FERC Ruling Pushes Pipelines Out Of MLPs

Earnings calls often include grumbling that private equity, with its locked up capital, is outcompeting public MLPs for projects. Energy Transfer’s Kelcy Warren complained, “We lose out on projects routinely these days to private equity, not really to our peer group… there’s just a lot of private equity that hires management teams and they’re in for the short term. But it doesn’t matter, they’re winning and we’re not.”

FERC’s Thursday ruling on tariff calculations added another source of volatility to a sector not short of it.
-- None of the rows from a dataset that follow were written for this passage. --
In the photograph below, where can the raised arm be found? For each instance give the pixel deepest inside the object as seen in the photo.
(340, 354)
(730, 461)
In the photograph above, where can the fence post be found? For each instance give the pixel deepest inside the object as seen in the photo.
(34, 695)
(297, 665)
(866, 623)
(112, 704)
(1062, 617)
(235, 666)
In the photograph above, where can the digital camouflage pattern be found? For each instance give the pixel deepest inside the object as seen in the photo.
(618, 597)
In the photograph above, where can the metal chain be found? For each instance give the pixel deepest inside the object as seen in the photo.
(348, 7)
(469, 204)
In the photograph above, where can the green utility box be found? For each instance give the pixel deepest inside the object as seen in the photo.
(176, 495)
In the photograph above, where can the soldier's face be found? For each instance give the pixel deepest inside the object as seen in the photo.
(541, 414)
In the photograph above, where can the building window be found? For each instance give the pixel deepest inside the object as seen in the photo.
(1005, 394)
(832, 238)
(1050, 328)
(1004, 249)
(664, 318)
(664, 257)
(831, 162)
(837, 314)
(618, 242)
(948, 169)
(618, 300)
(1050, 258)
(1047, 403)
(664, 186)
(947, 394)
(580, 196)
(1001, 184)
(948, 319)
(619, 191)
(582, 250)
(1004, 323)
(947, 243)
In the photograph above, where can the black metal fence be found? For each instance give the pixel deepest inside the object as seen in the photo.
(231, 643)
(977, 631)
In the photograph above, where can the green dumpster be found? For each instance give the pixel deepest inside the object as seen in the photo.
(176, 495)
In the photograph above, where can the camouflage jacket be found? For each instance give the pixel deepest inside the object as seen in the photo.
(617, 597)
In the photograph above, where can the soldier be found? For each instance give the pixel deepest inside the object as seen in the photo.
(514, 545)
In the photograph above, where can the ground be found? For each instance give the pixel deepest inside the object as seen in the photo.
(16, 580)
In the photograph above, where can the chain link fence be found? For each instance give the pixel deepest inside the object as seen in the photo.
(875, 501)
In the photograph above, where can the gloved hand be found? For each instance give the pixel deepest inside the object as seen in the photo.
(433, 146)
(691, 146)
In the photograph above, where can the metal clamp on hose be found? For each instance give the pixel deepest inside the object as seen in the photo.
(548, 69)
Later in the day, Enterprise Products Partners (EPD) CEO Jim Teague stated, “We do not expect the revisions to the FERC’s policy on the recovery of income taxes to materially impact our earnings and cash flow,” Other large firms soon followed, including Kinder Morgan. So the market’s initial response was disproportionate, but its vulnerability to a relatively obscure issue simply highlighted unnecessary complexity.

Energy infrastructure assets are doing fine, but the MLP entities that own them are taking a succession of body blows. The corporate ownership of energy infrastructure assets, with its access to worldwide equity investors and simpler tax reporting, is looking ever more attractive. On the week, the narrowly MLP-focused Alerian MLP Index was -2.9% whereas the broader American Energy Independence Index was -1.0%, as investors favored corporate ownership over MLPs following FERC’s ruling.

Investors in MLP ETFs such as AMLP, and similar MLP-dedicated mutual funds, already face a corporate tax drag (see again AMLP’s Tax Bondage). They are likely to see MLPs continue to lose favor as a financing vehicle, with a consequent diminution of names to hold. Investors who desire to profit from the Shale Revolution and the path to American Energy Independence should switch out of MLP-focused, tax-impaired MLP funds and into broader energy infrastructure exposure relying on simple corporate ownership of assets with no tax drag.